Winters also had rooms upstairs where "gay girls and show girls" could spend the night.

Some narrators felt that Winters was a bit cliquish, because a lot of the crowd had been together since the days when Galante's had still been open. (Galante's was a Prohibition-era mixed gay speakeasy behind City Hall on Wilkeson Street. It closed in the 1930s.) The clientele was regarded as somewhat older with a lot of married women. They had a reputation for being somewhat "far out" for the time with their "lively  parties" and experimental attitudes about sex.

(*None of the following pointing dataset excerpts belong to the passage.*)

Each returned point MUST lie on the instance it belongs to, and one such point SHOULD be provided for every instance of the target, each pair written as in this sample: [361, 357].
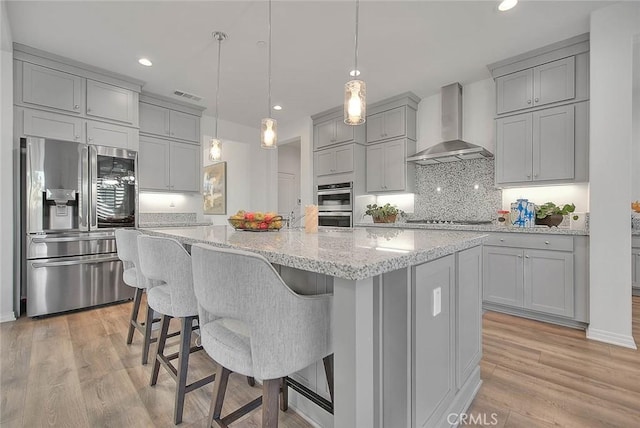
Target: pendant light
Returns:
[355, 93]
[269, 126]
[215, 148]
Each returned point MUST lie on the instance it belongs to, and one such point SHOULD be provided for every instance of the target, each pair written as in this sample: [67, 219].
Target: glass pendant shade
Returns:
[355, 102]
[269, 133]
[215, 150]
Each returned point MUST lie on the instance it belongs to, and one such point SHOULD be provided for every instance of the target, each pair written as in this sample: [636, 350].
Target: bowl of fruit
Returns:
[255, 221]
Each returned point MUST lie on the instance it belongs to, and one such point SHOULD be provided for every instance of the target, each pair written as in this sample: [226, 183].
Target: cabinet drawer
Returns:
[534, 241]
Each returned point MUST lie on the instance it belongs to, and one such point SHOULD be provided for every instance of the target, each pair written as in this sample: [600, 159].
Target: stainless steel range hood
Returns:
[453, 148]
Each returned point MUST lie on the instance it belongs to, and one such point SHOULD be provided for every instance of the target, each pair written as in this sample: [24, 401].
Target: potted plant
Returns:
[383, 214]
[551, 215]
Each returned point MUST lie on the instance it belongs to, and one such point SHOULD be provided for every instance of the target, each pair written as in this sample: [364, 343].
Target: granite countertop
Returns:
[480, 228]
[352, 254]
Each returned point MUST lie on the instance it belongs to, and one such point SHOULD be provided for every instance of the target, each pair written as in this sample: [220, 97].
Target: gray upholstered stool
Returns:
[127, 247]
[252, 323]
[166, 261]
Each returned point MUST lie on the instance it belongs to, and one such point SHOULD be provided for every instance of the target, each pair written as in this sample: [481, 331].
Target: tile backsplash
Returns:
[461, 190]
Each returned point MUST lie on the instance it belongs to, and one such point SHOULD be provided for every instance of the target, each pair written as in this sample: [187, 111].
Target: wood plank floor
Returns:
[75, 370]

As Kennedy and Davis conclude,

Winters was the closest thing to women-defined space that could be imagined for a public bar in the 1940s. Sometimes a few of the Black "racketeers" would come in, but they got along quite well with the lesbians. Leslie even recalls a friend leaving her fem in their care for a few hours. It wasn't that gay men weren't allowed or weren't wanted, they just did not come in any numbers. "They didn't like it too well. They wanted to cruise and Winters was predominantly women" (Arden). Thus in the 1940s lesbians and gay men, consciously or unconsciously, created some separate space from one another. This is curious, particularly given narrators' unanimous and emphatic statements that in the past, unlike today, gay men and lesbians always mixed easily. The difference they perceive might be that in the past there was no ideological commitment to separatism, and no overt hostility between the two groups. The separation might have been due as much to economic factors  as social preference. Perhaps Winters was not a large enough or high-class enough bar for men to want to frequent. Perhaps the owners discouraged men, given that at this point in history they were viewed as more troublesome; more likely to get into fights or to attract the attention of the law.

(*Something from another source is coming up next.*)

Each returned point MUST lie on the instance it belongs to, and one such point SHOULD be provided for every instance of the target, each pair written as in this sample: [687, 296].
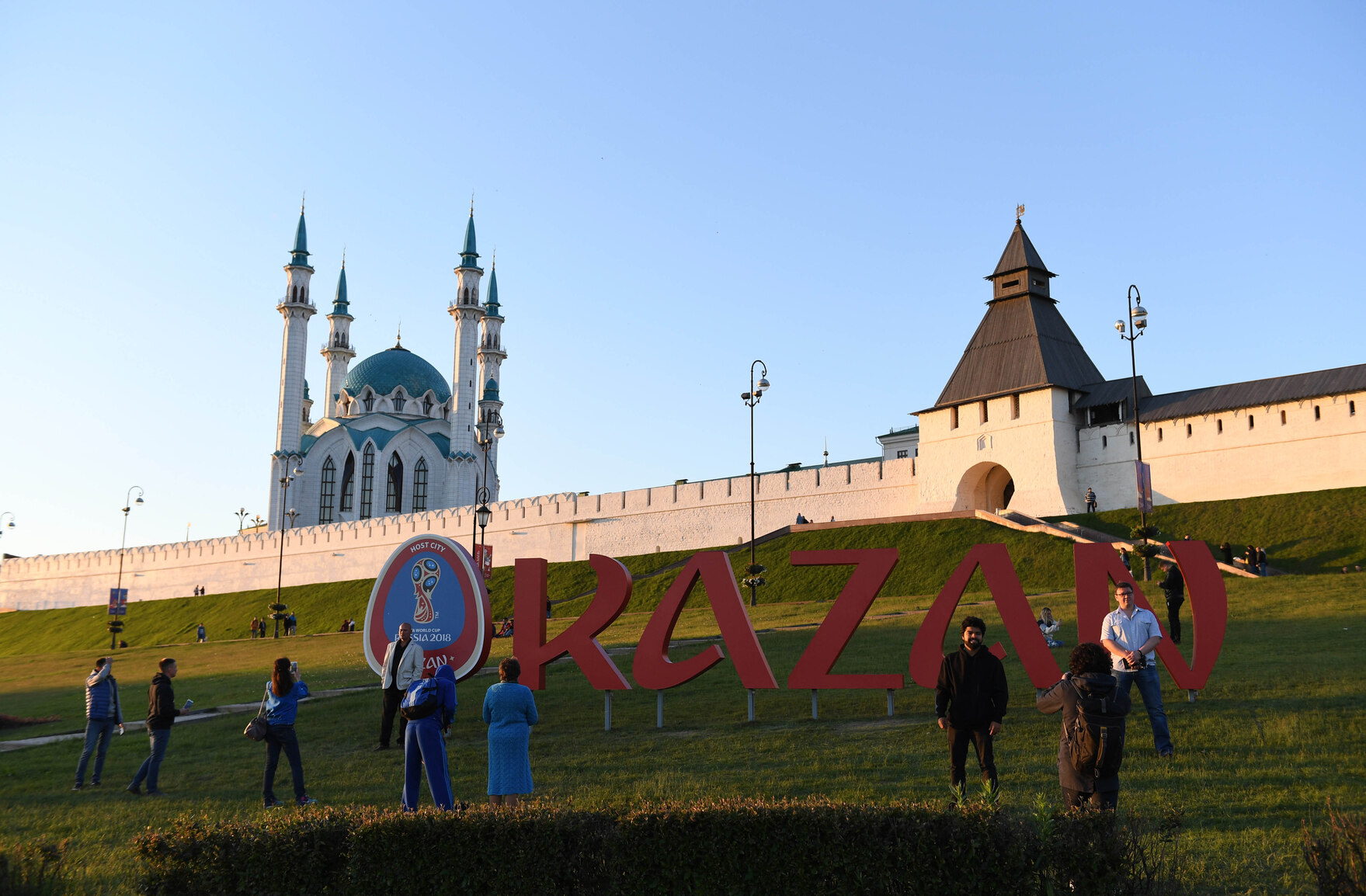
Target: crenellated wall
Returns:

It is important to clarify that although Winters was primarily a woman's bar, it was not refined or discreet. Arden remembers, "There were quite a few rough butchy girls. . . they were older than me. . . . They swaggered around. They used foul language." Leslie confirms this, remembering how she used to be uncomfortable when many of the butches at Winters would make passes at her young girlfriend.
 Main Street - Buffalo, New York (1940s)

And yet Leslie could only recall two physical altercations involving the women.

One was in the middle of Michigan Avenue. It began at Winters. [My friend] was young and used to be bothered at Winters. Normally she wouldn't go there because women wouldn't leave her alone. She used to ask me to go to the bathroom with her because people would pester her. This night [Denny] yanked her up on the floor, and I took [her] home and told [Denny] I would come [back]. When I came back they [Denny and her sidekick, Jamie] followed me out, they thought it would be two on one, I suppose. And there we fought on Michigan Avenue. Soon some gay guys came by and they took us off two by two, two took me and two took Jamie. We got into their cars. It was a good thing because we would have run into trouble. Pretty soon we could hear the sirens coming, the police.

Today it appears that this section of William Street is nothing but a huge parking area for trucks. In fact, much of the old neighborhood has been torn down and destroyed, with nothing but empty lots and a few light industrial structures to take its place.